Fourteen cases of the highly contagious virus have been reported in Texas, nine of those are out of Tarrant county. Those 9 cases are all connected, Tarrant County public health officials said Friday. Those infected have been asked to self-isolate.

But concerned residents say they’d like more information about the cases, specifically, the ages of those infected and the city in which the patients live.

“They let you know about the West Nile Virus so why not let you know where the measles outbreak is?” said Jana Bramlett, a Fort Worth resident.

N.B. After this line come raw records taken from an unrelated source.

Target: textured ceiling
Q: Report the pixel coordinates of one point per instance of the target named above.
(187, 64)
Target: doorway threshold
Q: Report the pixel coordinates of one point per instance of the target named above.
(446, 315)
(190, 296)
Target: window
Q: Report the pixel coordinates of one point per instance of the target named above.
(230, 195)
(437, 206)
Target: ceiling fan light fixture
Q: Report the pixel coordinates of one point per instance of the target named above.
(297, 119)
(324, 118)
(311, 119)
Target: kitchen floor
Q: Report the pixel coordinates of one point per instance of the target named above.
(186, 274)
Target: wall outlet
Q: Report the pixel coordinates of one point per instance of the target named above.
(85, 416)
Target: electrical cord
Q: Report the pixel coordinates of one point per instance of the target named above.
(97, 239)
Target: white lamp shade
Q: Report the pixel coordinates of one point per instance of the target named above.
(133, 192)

Doctors all over North Texas are being asked to be on high alert, checking patients for possible symptoms, which include a red rash starting in the face and traveling down the body, high fever, runny nose and sore eyes. People with the measles are considered infections for 7 to 18 days. The Centers for Disease Control says 90 percent of people who come into contact with an infected person will contract the virus. The virus is airborne and is transmitted through coughing and sneezing.

At Dallas County Health and Human Services, lines to get immunized stretched around the building, measles was a concern for many families, especially for parents of young kids.

Zach Thompson, Director at Dallas County Health and Human Services, said the recent outbreak of the measles stresses the importance of getting immunized.

“The key point in preventing measles is that it is vaccine-preventable and we encourage families to come in, if not to Dallas County Health and Human Services, to go to their physician and get vaccinated,” he said.

State law requires children to get their shot records updated before they can go back to school.